We believe the Bible to be the inspired, the only infallible, authoritative Word of God and inerrant in the original writings. We believe that there is one God, eternally existing in three persons: Father, Son, and Holy Spirit. We believe in the deity of our Lord Jesus Christ, in His virgin birth, in His sinless life, in His miracles, in His vicarious and atoning death through His shed blood, in His bodily resurrection, in His ascension to the right hand of the Father, and in His personal return in power and glory.
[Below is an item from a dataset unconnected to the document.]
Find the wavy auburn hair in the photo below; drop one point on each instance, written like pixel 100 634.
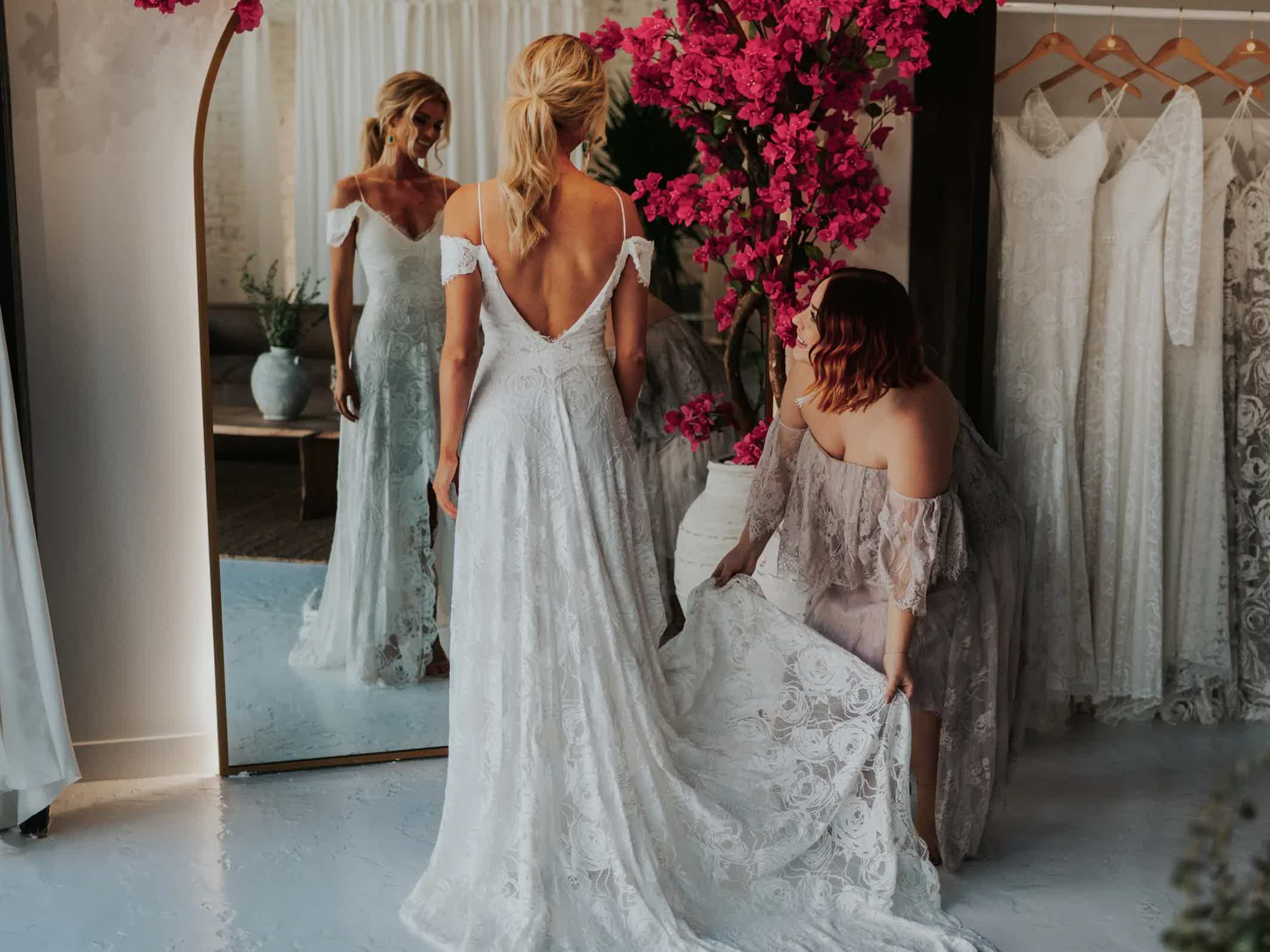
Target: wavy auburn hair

We believe that the lost and sinful man must be saved, and that man’s only hope of redemption is through the shed blood of Jesus Christ, the Son of God. We believe in and practice the holy ordinance of water baptism, which signifies the believer’s death, burial, and resurrection into new life with Christ Jesus, and the regular celebration of Holy Communion as commanded by our Lord.

We believe in the present ministry and baptism of the Holy Spirit, by whose indwelling the Christian is enabled to live a Godly life. We believe in the resurrection of both the saved and the unsaved; those that are saved into the resurrection of life and those that are unsaved into the resurrection of damnation.
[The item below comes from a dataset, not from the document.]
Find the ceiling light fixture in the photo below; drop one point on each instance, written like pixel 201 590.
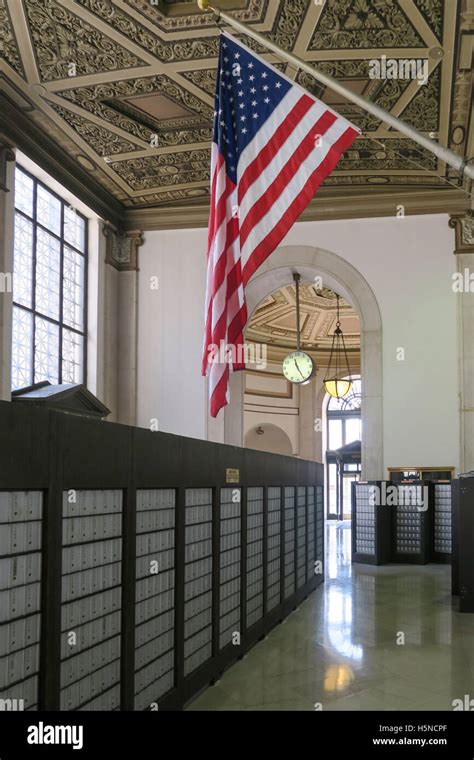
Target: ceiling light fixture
pixel 338 381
We believe in the spiritual unity of believers in our Lord Jesus Christ.

Our History

In recognition of the tremendous growth forecast for the Plenty Valley, Bishop Stephen Hale set up a Taskforce in 2007 to investigate the possibility of establishing a new Anglican community in the area. With representation from local churches and Ivanhoe Grammar School, this Taskforce developed a plan that included the need for a point person to further the work. In response to this, two years ago St John’s Diamond Creek took a great step of faith by employing a staff member to not only serve its own congregation but to focus on establishing a new parish for Mernda. Craig spent his first year getting to know the area, building relationships and discerning what God was already up to in His mission of reaching residents and retailers with His love. Throughout the following year a core team began to form around a vision that arose again and again through prayer, of a red gum taking root in the heart of Mernda and growing while the roots reached out to every corner of the community. This vision of being organic church integrally connected to local community found a means of expression through the “Sheffield Model”, which was first developed by St Thomas’s in Sheffield (UK) nearly 15 years ago.
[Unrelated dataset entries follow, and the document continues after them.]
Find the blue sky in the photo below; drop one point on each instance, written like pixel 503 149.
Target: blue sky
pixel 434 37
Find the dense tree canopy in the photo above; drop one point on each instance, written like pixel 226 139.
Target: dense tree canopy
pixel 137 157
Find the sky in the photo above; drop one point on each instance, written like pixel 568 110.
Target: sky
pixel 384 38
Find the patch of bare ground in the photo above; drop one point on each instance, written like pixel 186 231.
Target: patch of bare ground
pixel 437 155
With a focus on “missional communities” the Sheffield model emphasises the need for Christians to meet with people in their own world rather than expecting them to enter ours. After spending time with the staff of St Thomas’s, Craig and the team began work on adapting the model for our own local context and subsequently launched two playgroups in the second half of 2010. A missional community has also begun forming around crafts and the creative arts which runs a stall at the Laurimar market to raise money for various causes. Three preview services were also held as God continued to draw people into the Plentylife community.

We now launch with a much clearer vision of who God wants us to be, a five-strong leadership team with responsibilities for missional communities, youth, families, and administration, and leadership for three missional communities focused on families, crafts and the creative arts and the outdoor life. And it’s true that we wouldn’t be at this point today if it wasn’t for the generous support of the Diocese, St Johns and other supporting churches! So now together we look forward to what else God might have in store for us according to His grace.